O Ministério Público belga investiga um esquema de suborno orquestrado pelo Catar no Parlamento Europeu | Internacional


Pedestres na entrada do Parlamento Europeu em Bruxelas, em 9 de dezembro.
Pedestres na entrada do Parlamento Europeu em Bruxelas, em 9 de dezembro.Kenzo Tribouillard (AFP)

O Catar, organizador da polêmica Copa do Mundo de futebol e um país sob escrutínio por suas violações dos direitos humanos, tentou ampliar suas redes de influência sobre o Parlamento Europeu. O Ministério Público belga está investigando um esquema de suborno do Estado do Golfo para pessoas com uma “posição política ou estratégica significativa” na Eurocâmara. Há quatro detidos, conforme relatado pelo ministério público belga. Entre eles, o ex-deputado do grupo Socialistas e Democratas (S&D) Pier Antonio Panzeri, que ocupou o cargo até 2019. A Procuradoria aponta ainda uma das vice-presidentes do Parlamento Europeu, a grega Eva Kaili, também da S&D, que foi interrogado. Seu companheiro, um ex-assistente de Panzeri, está sob custódia, segundo fontes da comunidade. Kaili chegou a dizer em uma sessão parlamentar há algumas semanas que o Catar está “na vanguarda” dos direitos trabalhistas. A polícia belga também prendeu o recém-eleito secretário-geral da Confederação Sindical Internacional (CIS), Luca Visentini, segundo o jornal belga. le soir. O caso, que está sob investigação desde o verão, explodiu no mundo no Catar.

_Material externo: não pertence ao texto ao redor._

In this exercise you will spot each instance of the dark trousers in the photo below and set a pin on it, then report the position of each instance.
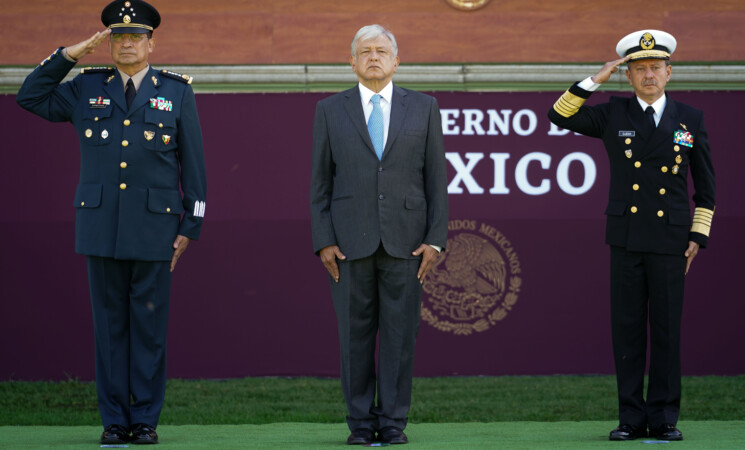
(377, 295)
(647, 288)
(130, 316)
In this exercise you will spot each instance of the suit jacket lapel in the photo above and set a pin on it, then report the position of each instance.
(666, 127)
(638, 118)
(353, 106)
(115, 90)
(399, 104)
(147, 91)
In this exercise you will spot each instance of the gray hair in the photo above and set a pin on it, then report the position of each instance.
(371, 32)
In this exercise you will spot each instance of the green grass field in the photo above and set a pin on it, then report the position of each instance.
(468, 412)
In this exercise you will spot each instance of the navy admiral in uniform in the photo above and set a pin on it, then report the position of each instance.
(141, 146)
(653, 143)
(379, 213)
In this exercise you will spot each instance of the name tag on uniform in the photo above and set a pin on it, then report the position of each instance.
(683, 138)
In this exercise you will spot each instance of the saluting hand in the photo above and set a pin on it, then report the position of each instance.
(429, 256)
(691, 253)
(179, 247)
(609, 69)
(89, 45)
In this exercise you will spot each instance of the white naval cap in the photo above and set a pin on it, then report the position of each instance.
(647, 44)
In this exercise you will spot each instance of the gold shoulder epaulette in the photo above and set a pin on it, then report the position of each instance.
(89, 70)
(177, 76)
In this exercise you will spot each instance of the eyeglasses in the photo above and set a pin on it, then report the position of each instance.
(133, 37)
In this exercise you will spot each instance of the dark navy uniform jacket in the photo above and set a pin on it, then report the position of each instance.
(135, 164)
(648, 205)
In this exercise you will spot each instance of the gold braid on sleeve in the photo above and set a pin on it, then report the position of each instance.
(568, 104)
(702, 221)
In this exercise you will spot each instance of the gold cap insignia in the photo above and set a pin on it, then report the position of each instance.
(647, 41)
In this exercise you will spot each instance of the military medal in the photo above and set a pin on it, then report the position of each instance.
(161, 104)
(683, 138)
(99, 102)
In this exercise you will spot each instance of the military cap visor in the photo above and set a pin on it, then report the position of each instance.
(646, 44)
(130, 16)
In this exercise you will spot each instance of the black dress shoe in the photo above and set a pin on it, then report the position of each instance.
(666, 432)
(114, 435)
(361, 436)
(392, 435)
(143, 434)
(626, 432)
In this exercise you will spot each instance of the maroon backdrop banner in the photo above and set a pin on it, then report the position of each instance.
(523, 288)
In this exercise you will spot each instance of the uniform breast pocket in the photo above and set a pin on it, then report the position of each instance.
(160, 130)
(95, 126)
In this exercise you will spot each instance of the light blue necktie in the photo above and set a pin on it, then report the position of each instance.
(375, 126)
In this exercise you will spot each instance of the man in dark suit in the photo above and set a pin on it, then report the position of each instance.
(140, 145)
(652, 142)
(379, 212)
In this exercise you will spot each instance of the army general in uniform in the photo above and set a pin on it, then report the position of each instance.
(141, 147)
(653, 144)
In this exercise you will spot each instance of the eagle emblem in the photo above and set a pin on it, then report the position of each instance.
(647, 41)
(469, 288)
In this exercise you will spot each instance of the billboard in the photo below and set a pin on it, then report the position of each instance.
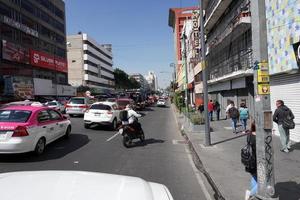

A polícia belga vasculhou esta sexta-feira 16 residências em Bruxelas e arredores, incluindo a de Kaili ―não foi revelado se a investigação afetará a imunidade do eurodeputado―, e apreendeu cerca de 600 mil euros em dinheiro, telemóveis e equipamento informático, segundo em nota do Ministério Público. Sob investigação e registro há um bom número de cidadãos italianos. Além do interrogatório de Kaili e da prisão de seu companheiro, pelo menos três outros assessores de parlamentares próximos aos socialistas e democratas foram presos. O caso pode gerar um escândalo no grupo parlamentar, que gerou polêmica por sua postura acrítica em relação ao Catar em alguns debates nos últimos meses.

O grupo S&D, presidido pela espanhola Iratxe García, mostrou-se “consternado” com as graves acusações de corrupção por parte das autoridades belgas. “Temos uma postura de tolerância zero com a corrupção. Somos os primeiros a apoiar uma investigação completa com divulgação completa e cooperaremos com todas as autoridades investigadoras em todos os momentos”, afirmam em comunicado.

A Procuradoria Federal da Bélgica detalha que suspeita que um país do Golfo (não especifica que seja o Catar, embora várias fontes confirmem que é o país sob investigação) tenha pago grandes somas de dinheiro e entregue “grandes presentes” para tentar influenciar “nas decisões políticas e económicas” do Parlamento Europeu.

Em meados de novembro houve alguma polémica quando uma maioria de eurodeputados dos socialistas e democratas e também do Partido Popular Europeu (PPE) votou contra uma proposta do grupo de esquerda que criticava fortemente o Qatar e as violações dos direitos humanos. Entre os defensores do Catar estava o eurodeputado socialista belga Marc Tarabella, que em outras ocasiões argumentou que o boicote à Copa do Mundo é “hipocrisia”. A resolução finalmente foi adiante, mas modificada, na sessão plenária de 24 de novembro em Estrasburgo e após comentários como os de Eva Kaili, que garantiu que o Catar está “na vanguarda dos direitos trabalhistas” e que é vítima de “discriminação ”.

O Parlamento Europeu, diz a resolução aprovada, “apoia os recentes esforços do Qatar para melhorar as condições e direitos dos trabalhadores, que a comunidade internacional tem levantado, mas apela à plena implementação das reformas adotadas”. Um porta-voz do Parlamento Europeu afirmou que a instituição não comenta processos judiciais em curso. “Como sempre, o Parlamento Europeu coopera com as autoridades nacionais responsáveis. O mesmo neste caso”, afirma em comunicado.